HPV is transmitted in three ways, sexual transmission, vertical transmission, and extragenital contact. The patient in this case presented with cervical cancer combined with SIP, for which HPV16 was the common risk subtype. Therefore, extragenital contact appeared to be the more plausible route of transmission for the nasopharyngeal HPV infection in this case, but oral sex has also been reported as a risk factor for HPV transmission.36 We speculated that it is possible that the HPV that caused cervical SCC reached the sinus region by some route, causing a local infection that contributed to the development of SIP.

At present, the patient has been followed for more than one year after the second surgery. The patient is generally in good condition, the SCCA levels have remained in the normal range, and no abnormalities have been found in subsequent examinations. This patient will be followed for additional time to observe the clinical outcome.

This case study highlights several points. First, SCCA is a tumor marker closely associated with cervical SCC and an important indicator for monitoring changes in cervical SCC. When the changes in SCCA levels are inconsistent with the prognosis of cervical SCC, we should be vigilant about considering the possibility of other diseases existing at other sites in the body, especially tumors associated with HPV infection. Therefore, after completion of radiotherapy and chemotherapy for cervical cancer and the cervical lesions and pelvic lymph node lesions have resolved satisfactorily and the SCCA levels remain elevated, other sites should be promptly investigated for the cause. These actions might lead to earlier detection and treatment of SIP. Second, when cervical SCC and SIP exist simultaneously, it appears that SIP exerts a greater impact on SCCA expression than cervical SCC and that the SCCA levels are more closely related to SIP. Therefore, we recommend that SCCA could be used as a routine monitoring indicator for SIP. If available, assessment of SCCA1 and SCCA2 should be utilized for better discernment. Finally, for SIP that exhibits a high recurrence rate, anti-HPV treatment could be considered following surgery to reduce the risk of recurrence. This might help patients avoid a second surgery within months, reducing the physical and psychological impact of multiple surgeries. In this case, the patient experienced some change in the shape of her nose following the second surgery, which might have been avoided if anti-HPV treatment had been used.

However, some practical limitations remain.

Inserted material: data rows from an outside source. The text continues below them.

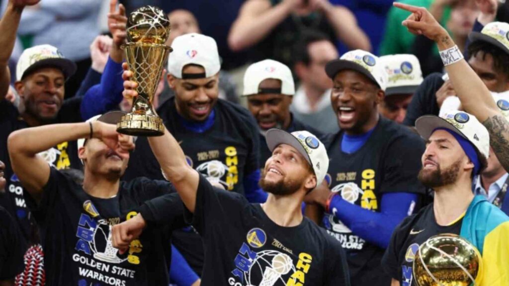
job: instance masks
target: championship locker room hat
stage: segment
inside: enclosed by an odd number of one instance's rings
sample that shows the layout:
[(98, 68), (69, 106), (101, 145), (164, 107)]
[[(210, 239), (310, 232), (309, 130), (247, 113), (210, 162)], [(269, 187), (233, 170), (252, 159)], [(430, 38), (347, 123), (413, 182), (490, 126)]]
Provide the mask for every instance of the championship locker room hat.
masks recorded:
[[(168, 72), (178, 78), (203, 78), (212, 76), (221, 69), (217, 44), (212, 38), (191, 33), (179, 36), (172, 43), (173, 51), (168, 58)], [(187, 65), (203, 67), (205, 73), (184, 74)]]
[(380, 58), (387, 74), (385, 95), (413, 94), (422, 82), (422, 72), (417, 57), (401, 54)]
[(272, 129), (267, 131), (265, 138), (270, 152), (280, 144), (287, 144), (297, 149), (313, 167), (317, 177), (317, 186), (322, 183), (329, 168), (329, 156), (325, 147), (316, 136), (306, 131), (290, 133)]
[[(261, 89), (260, 82), (272, 78), (281, 80), (280, 89)], [(264, 60), (247, 68), (244, 74), (243, 96), (266, 93), (286, 95), (295, 94), (295, 86), (292, 71), (286, 65), (273, 60)]]
[(480, 33), (473, 32), (468, 35), (471, 42), (484, 41), (496, 46), (509, 53), (509, 24), (492, 22), (483, 28)]
[(475, 117), (464, 111), (450, 110), (441, 117), (426, 115), (415, 121), (415, 128), (427, 140), (437, 128), (450, 130), (471, 143), (477, 151), (488, 158), (490, 154), (490, 135)]
[(350, 51), (325, 66), (325, 72), (332, 79), (337, 73), (344, 70), (354, 70), (365, 75), (383, 91), (387, 87), (385, 69), (378, 57), (371, 52), (362, 50)]
[(492, 92), (491, 95), (500, 113), (509, 121), (509, 91), (500, 93)]
[(62, 70), (66, 79), (74, 74), (76, 66), (74, 62), (64, 57), (58, 49), (50, 45), (39, 45), (23, 51), (16, 66), (16, 79), (41, 68), (55, 67)]
[[(93, 122), (94, 121), (100, 121), (109, 124), (117, 124), (122, 117), (126, 115), (126, 112), (121, 111), (113, 111), (105, 113), (103, 115), (99, 115), (89, 118), (86, 122)], [(85, 141), (88, 138), (80, 138), (77, 140), (78, 152), (79, 149), (85, 145)], [(81, 161), (82, 163), (83, 161)]]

Although we believe that SCCA1 is mainly expressed in SIP and SCCA2 is highly expressed in cervical cancer, there are few hospitals that can detect SCCA1 and SCCA2 proteins in real clinical practice.

Data Sharing Statement

The original data presented in the study are included in the article, further inquiries can be directed to the corresponding author/s.

Ethics Approval and Informed Consent

Writing and publishing this case report was approved by Sichuan Cancer Hospital, The affiliated Cancer Hospital, School of Medicine, University of Electronic Science and Technology. The ethical committee approval number is SCCHEC-02-2022-121.

Consent for Publication

The patients provided their written informed consent to participate in this study. Written informed consent was obtained from the individual(s) for the publication of any potentially identifiable images or data included in this article.

Acknowledgments

We thank the relatives of the patients for allowing us to share their medical history and clinical course. The authors would like to express their gratitude to EditSprings (https://www.editsprings.cn) for the expert linguistic services provided.

Author Contributions

All authors made a significant contribution to the work reported, whether that is in the conception, study design, execution, acquisition of data, analysis and interpretation, or in all these areas; took part in drafting, revising or critically reviewing the article; gave final approval of the version to be published; have agreed on the journal to which the article has been submitted; and agree to be accountable for all aspects of the work.

Funding

There is no funding to report.

Disclosure

The authors declare that the research was conducted in the absence of any commercial or financial relationships that could be construed as a potential conflict of interest.